Part of the complaint against Hanapohaku, which has owned the land since 2014, is alleged violations related to the current operation that resulted in $100,000 in fines.
“They were operating with no permits,” Vandeveer said. “Grubbing and grading with no permits, operating stationary food facilities with no permits.”
Denise Antolini, a lawyer for the Save Sharks Cove Alliance, said under the Sustainable Communities Plan for the North Shore, the Hanapohaku land — although zoned commercial — is restricted to “neighborhood commercial,” meaning it primarily needs to serve residents of the area.

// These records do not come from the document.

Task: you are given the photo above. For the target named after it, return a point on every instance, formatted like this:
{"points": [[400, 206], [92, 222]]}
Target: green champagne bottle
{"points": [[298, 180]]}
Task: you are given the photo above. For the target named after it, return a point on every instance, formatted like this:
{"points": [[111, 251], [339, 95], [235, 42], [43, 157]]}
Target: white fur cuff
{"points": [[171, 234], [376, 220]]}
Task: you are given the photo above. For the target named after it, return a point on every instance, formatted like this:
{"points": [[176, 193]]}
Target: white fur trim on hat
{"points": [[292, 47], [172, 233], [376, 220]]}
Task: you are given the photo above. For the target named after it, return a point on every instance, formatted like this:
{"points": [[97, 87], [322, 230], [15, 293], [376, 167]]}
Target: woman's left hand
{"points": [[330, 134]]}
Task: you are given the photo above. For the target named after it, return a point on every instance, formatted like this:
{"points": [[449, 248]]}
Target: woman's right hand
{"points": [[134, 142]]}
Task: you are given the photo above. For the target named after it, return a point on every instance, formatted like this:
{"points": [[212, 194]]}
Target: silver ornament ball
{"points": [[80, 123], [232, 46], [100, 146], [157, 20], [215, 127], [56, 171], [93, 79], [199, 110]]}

“And what you see over there is not primarily serving the residents of this area,” she said. “It’s a food truck circus that’s a tourist trap.”
Hanapohaku said “any past mistakes” regarding permits have been corrected. “There are no outstanding violations,” the landowner said.
The planned development follows a 2004 failed effort by a previous owner to build a $17 million commercial complex of one- and two-story buildings and 220-stall underground parking garage on the property.
Yani said Hanapohaku is building less than one-third of what applicable zoning allows.
Larry McElheny, a 45-year Pupukea resident and plaintiff in the lawsuit, said he thinks the new center will increase traffic in an already congested area.
Instead of commercial space, “I’d like to see an expansion of this (beach) park, an education center, something like what was done at Hanauma Bay,” he said.
But Bob Justice, a North Shore neighborhood board member, said the Hanapohaku plan actually would relieve traffic because tourists who flock to Sharks Cove don’t have to make the “pilgrimage” to Haleiwa and back for lunch.
“We all love the North Shore,” he said. “It’s just there are different visions for different people. And my vision’s not making this Disneyland. My vision is having (the current beach park) with someplace where I can walk across the street and get something to eat.”